В лесу крикнула сойка, и парень бесшумно двинулся по меже к низким дубкам. Ефрем медленно перевел дух, медленно и тихо, чтобы не было слышно. Лихорадочные глаза двоюродного брата пронизывали его насквозь, рука Начо лежала на прикладе автомата.

— Хлеб запрещено выносить, — прошептал Ефрем, помолчал и добавил: — Дядю выслали, а потом пришло сообщение о его смерти.

— Так, — сказал Начо после короткого молчания, как будто все знал или обо всем догадывался, а если и не знал, происшедшее было очень далеко от него. — Тебя не забирали, а?

— Нет.
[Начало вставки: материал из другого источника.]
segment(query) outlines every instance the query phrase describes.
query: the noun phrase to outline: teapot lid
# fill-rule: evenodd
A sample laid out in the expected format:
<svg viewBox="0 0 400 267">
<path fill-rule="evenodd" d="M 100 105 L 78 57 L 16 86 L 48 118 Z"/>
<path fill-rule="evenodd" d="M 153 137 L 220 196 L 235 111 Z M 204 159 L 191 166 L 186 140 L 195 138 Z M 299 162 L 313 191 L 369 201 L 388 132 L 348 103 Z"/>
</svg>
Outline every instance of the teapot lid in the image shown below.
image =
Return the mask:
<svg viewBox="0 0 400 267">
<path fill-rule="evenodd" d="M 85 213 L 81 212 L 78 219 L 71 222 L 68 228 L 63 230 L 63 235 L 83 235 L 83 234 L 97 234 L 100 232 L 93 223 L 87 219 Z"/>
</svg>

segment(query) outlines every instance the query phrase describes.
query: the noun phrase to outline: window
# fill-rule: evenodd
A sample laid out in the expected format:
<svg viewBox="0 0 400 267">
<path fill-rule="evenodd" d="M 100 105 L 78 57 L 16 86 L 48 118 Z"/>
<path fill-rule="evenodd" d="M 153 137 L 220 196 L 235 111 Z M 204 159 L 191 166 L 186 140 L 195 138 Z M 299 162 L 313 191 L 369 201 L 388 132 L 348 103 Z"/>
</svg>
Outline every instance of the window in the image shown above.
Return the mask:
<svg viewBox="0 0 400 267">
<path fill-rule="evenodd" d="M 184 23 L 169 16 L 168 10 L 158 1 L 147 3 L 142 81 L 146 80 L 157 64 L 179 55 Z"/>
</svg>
Кмет Костадинов вызывал меня еще осенью, когда прошел слух, что ты ушел в лес, и отпустил. Я ему рассказал про поле, что за Бекировым колодцем…

И упоминание о поле не имело для Начо никакого значения.

— Откуда этот кмет? — спросил он.

— Откуда-то из-под Врацы. Раньше был на новых землях, потом сюда назначили.

— Как он себя ведет?

— Бабник и пьяница, а так не вредный.

— Ночной патруль назначается?

— Ага. Когда и меня вызывают, дремлем в управе у телефона. Полевые сторожа больно стараются.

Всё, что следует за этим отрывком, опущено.